The first phase of Thailand’s “digital wallet” economic stimulus scheme started last week, following the Pheu Thai Party’s main election promise.
Former Thai Prime Minister Srettha Thavisin actively promoted the scheme during his 11 months in office. He claimed that giving consumers money would help boost the country’s GDP.
The overall scheme involves paying 10,000 baht ($280) to 45 million citizens to spend locally to stimulate the economy. On 25 September, the government launched the first phase of the programme, under which the amount would be distributed in cash to the bank accounts of Thai social security cardholders and citizens with disabilities.
The digital wallet scheme is estimated to cost the Thai government $14 billion. However, economists debate whether it will be effective in stimulating consumer spending or whether it is just a populist policy.
Ilada Pitsuwan, a Thailand-based economic journalist, believes there are pros and cons to the distribution.
For political agendas, it is quite clear that after the introduction of the 10,000-baht cash handouts, the popularity of PM Paetongtarn Shinawatra, rose to the top, according to a NIDA poll.

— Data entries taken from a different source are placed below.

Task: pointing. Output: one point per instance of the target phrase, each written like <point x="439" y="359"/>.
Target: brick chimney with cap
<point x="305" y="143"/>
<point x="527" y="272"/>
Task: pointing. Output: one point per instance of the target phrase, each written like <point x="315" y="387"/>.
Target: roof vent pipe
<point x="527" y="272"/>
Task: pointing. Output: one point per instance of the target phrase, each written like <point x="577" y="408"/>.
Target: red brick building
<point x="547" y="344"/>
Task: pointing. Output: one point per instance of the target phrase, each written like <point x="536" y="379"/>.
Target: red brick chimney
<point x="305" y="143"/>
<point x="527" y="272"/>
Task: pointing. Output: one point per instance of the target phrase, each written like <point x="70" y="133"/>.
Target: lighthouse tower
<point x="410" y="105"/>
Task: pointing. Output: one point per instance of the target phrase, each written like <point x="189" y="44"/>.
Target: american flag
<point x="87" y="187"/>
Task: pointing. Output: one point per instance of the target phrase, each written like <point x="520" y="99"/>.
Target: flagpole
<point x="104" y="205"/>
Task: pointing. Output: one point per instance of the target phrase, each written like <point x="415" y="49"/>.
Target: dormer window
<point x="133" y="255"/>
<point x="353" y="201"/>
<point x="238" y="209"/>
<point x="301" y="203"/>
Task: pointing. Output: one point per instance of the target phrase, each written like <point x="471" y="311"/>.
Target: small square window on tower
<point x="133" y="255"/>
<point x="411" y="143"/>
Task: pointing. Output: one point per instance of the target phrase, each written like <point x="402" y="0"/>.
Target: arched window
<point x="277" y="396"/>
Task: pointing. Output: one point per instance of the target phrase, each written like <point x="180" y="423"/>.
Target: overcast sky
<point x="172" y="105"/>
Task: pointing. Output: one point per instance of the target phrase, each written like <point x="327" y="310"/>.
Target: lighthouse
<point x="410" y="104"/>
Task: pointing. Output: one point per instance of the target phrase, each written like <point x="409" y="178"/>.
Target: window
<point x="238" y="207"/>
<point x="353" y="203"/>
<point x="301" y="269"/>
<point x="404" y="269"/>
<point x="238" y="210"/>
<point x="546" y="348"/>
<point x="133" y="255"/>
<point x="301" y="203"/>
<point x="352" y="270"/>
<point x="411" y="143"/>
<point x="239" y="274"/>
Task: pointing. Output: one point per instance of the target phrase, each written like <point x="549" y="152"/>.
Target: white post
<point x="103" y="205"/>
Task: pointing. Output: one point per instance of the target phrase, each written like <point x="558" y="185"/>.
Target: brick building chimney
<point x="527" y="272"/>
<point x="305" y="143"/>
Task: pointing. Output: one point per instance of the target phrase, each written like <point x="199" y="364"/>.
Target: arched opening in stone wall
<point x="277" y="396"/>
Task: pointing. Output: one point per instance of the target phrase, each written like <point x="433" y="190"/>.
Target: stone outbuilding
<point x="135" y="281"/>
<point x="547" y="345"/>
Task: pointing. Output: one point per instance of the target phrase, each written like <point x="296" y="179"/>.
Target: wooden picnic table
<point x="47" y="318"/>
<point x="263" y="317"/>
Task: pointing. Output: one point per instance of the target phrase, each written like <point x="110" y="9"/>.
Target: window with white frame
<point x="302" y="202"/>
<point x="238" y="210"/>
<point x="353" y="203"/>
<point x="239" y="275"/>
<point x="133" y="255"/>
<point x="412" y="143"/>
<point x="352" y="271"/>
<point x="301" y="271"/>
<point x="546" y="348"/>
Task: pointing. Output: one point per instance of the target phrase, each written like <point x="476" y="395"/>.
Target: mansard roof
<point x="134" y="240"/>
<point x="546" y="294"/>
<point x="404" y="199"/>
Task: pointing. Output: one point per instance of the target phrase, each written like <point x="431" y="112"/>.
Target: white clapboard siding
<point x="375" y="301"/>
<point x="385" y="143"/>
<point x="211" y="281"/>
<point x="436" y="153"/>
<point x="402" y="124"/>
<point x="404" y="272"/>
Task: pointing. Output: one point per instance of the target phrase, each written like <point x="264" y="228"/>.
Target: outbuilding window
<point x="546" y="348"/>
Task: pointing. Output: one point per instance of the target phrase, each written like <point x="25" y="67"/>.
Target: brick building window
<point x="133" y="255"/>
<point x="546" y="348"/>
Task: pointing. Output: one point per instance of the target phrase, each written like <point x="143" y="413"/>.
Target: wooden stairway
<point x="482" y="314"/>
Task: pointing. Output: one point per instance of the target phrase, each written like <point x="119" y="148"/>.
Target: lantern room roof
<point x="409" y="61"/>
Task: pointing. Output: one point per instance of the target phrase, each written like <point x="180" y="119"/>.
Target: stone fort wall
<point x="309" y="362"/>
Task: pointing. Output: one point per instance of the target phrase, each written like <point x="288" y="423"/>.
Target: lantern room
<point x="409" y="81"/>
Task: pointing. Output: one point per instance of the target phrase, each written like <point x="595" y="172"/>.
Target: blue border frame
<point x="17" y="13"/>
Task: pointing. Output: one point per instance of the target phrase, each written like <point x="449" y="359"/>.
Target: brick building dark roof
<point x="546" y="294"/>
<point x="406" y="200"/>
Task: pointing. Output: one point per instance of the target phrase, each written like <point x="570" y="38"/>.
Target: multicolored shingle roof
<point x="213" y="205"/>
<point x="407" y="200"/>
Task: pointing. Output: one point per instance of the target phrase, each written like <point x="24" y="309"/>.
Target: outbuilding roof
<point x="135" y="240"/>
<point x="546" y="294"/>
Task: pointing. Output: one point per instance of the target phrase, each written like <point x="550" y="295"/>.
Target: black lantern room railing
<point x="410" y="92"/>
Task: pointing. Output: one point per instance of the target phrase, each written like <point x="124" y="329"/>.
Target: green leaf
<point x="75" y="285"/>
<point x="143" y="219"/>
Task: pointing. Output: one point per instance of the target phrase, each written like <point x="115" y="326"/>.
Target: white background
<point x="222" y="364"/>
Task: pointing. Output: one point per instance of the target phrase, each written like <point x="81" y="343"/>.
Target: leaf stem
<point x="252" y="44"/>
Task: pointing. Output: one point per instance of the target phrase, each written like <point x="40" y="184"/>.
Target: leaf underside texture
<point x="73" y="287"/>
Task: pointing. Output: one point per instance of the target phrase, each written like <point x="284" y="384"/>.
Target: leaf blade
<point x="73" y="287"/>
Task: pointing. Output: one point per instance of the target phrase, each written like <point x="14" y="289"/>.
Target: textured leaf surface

The People’s Party, a regrouping of the disbanded Move Forward Party, remains the most popular political force in Thailand, according to a recent poll. Ilada said the economic push could help the Pheu Thai Party’s popularity in the short term. In the long term, however, the Thai people need structural changes in the country.
The current challenge of the Thai economy is the influx of cheap Chinese goods that could threaten Thai manufacturing in the long term. It would be beneficial if this policy continues to drive Thailand’s economic growth, but if not, the results of this huge consumption may not benefit Thai manufacturers and may instead spread outside the country as well.